Unless you are involved in drug trafficking or other major crimes, you can forget sophisticated surveillance and wiretaps. The investigation will follow a basic path to the arrest warrant, focused first on proving that you had access to the place where the crime occurred; next, that you were there, or could have been there, at the time the crime occurred; then, that you had the ability to commit the crime; and finally, that you performed the action necessary for the crime to occur.

California Marriages

In dealing with relationships, the state of California legally recognizes three basic types. There are marriages, domestic partnerships and what is sometimes mistakenly referred to as common law marriage. A marriage in California is legally defined as being between two unmarried people, both at least 18 years old. To get married, the couple needs a marriage license issued by the state.

No blood test is required to get a marriage license in California. Both partners have to appear in person at the county Clerk of Court and show valid picture identification such as a driver’s license or passport. If either has been married before, that person must provide the date of the divorce.

The couple can obtain either a public marriage license, which becomes public record, or a confidential license that is not a public record. The fee for a marriage license is about $80 and it is valid for 90 days. After the marriage is solemnized, by a minister, judge, or certain other public officials, the person performing the ceremony must submit the completed license to the court clerk within 10 days.

Divorce in California

When the marital relationship is no longer working for a couple, divorce may be the solution. In California, that could be a simple matter of filing a few forms and waiting six months, or it could become extremely complicated, requiring family court mediation and multiple hearings before a judge. As with any situation where emotions are involved, it depends on the partners’ willingness to cooperate.

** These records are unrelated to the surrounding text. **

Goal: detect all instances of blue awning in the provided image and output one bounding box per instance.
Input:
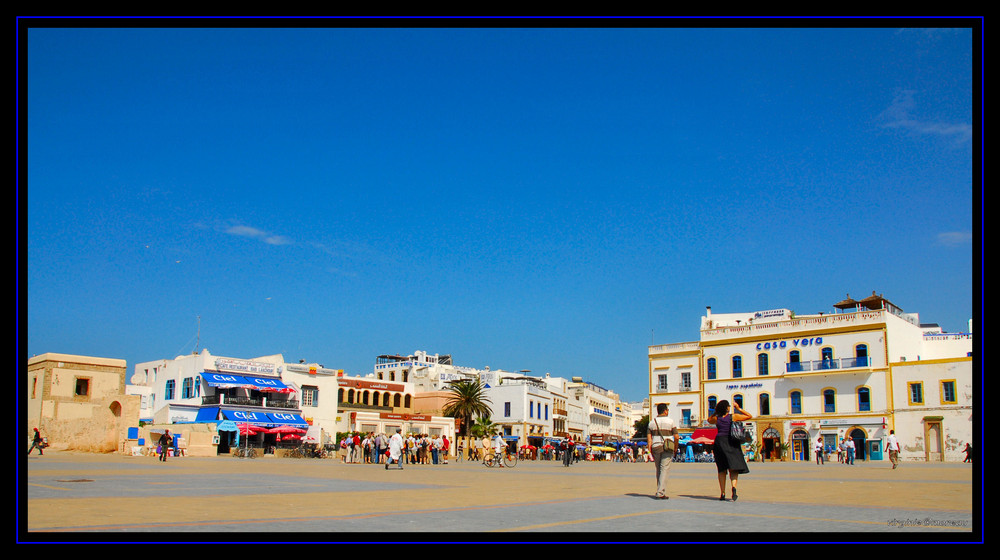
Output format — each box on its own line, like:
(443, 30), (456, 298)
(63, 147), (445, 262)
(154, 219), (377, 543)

The cost varies widely, ranging from a few hundred to tens of thousands of dollars, but expect to spend at least $2,000 if you have children and any property that will need to be divided.

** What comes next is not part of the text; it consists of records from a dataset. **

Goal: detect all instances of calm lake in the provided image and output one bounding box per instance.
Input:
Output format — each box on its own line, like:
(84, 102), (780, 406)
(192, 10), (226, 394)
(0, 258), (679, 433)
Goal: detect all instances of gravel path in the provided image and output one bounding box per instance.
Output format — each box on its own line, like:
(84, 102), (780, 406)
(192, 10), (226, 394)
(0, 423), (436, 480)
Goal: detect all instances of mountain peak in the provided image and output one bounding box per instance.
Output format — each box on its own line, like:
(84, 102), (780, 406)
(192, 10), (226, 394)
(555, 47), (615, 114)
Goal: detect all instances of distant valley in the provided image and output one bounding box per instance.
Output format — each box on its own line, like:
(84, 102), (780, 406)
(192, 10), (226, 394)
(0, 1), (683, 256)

According to the state bar association, there are two basic grounds for a California divorce. One is irreconcilable differences, meaning the arrangement is not acceptable and counseling won’t fix it; and the other is insanity, a rarely used basis for divorce.

Divorce options

Married couples – or domestic partners – with differences that cannot be settled have three options. They can seek:

· Legal separation – used when a couple, possibly for religious or tax purposes, want to stay married, but live separately. A family law judge can divide property, assign Child Custody , order child or spousal support and issue restraining orders.

· Annulment – used when the marriage was not legally valid, making it as if the marriage did not exist. This can happen if a spouse was a minor, was forced or tricked into marriage, or was still married to someone else.

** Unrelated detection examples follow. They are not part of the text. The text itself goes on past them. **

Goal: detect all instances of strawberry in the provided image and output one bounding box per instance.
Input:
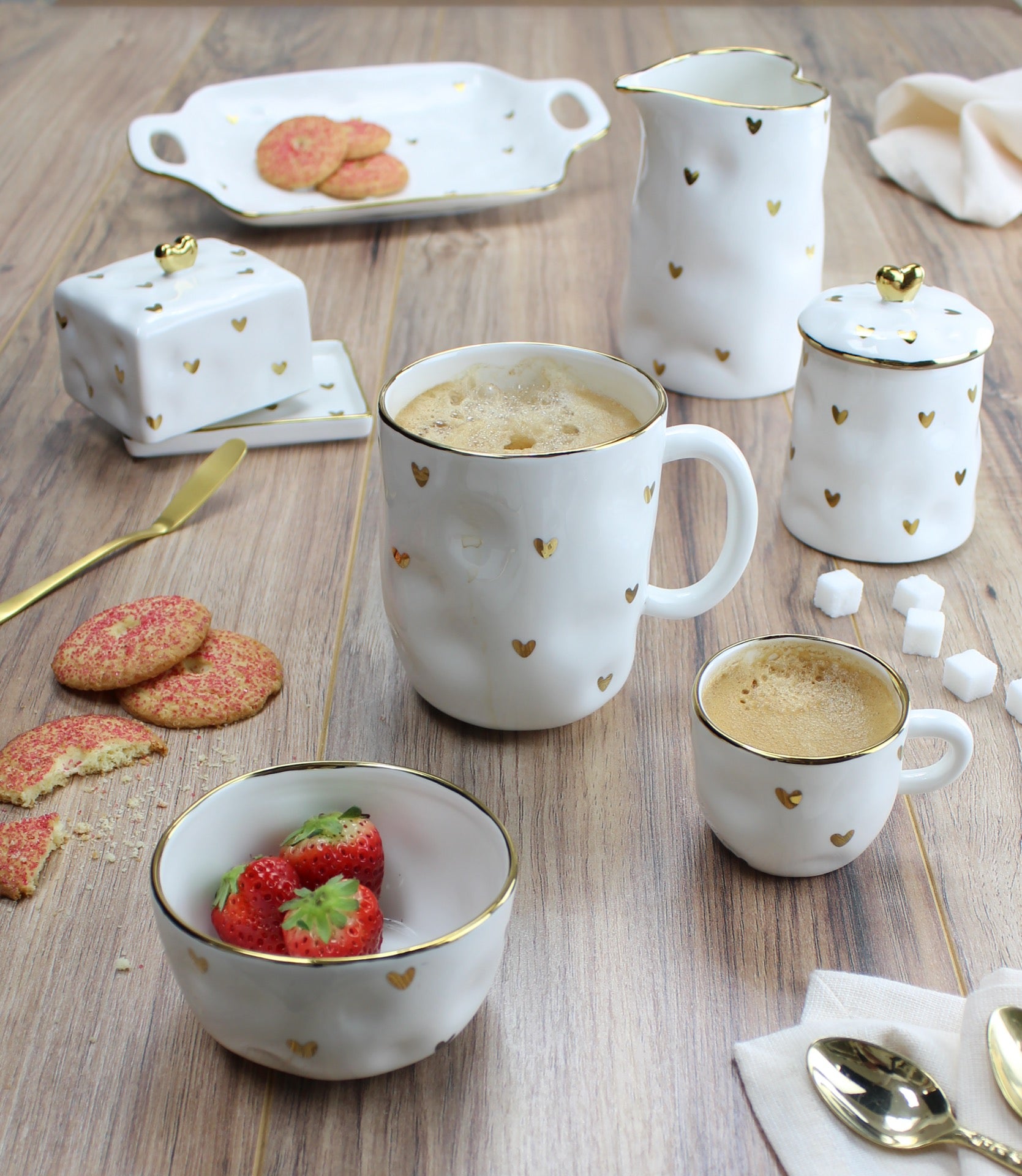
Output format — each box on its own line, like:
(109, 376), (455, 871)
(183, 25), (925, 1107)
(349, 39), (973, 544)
(281, 876), (383, 957)
(209, 858), (301, 955)
(281, 805), (383, 897)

· Dissolution – used when the partners no longer wish to be married or live together. It permanently severs the marital contract. A family law judge settles property, custody, support and other issues just as in a legal separation.

Preparing for Criminal Court

It is important to be prepared, understand the rules and know what to expect before walking into a California court. How you behave in court may affect the outcome of your case. This begins at home when you are getting dressed for your court appearance. You don’t have to wear a suit, although that is a good idea, but you should dress as neatly as possible, as if you were trying to land a job or going to church.

Do not wear jeans, short skirts, t-shirts, sleeveless or midriff-baring tops, or sneakers. Avoid bright colors, clothes with logos or words on them, tight or provocative clothing, and excessive amounts of jewelry or make-up. A good rule of thumb is that if it’s something you would wear for a night out with your friends, do not wear it in a California court.

Choose dark, subdued colors for court. Wear long-sleeved shirts that button up and slacks if you’re a man, and a nice blouse and pants or a dress if you are a woman. Wear an undershirt or a bra. Make sure your clothes are clean and do not have holes. Keep your pants pulled up so that your underwear does not show, and tuck in your shirt before going into court.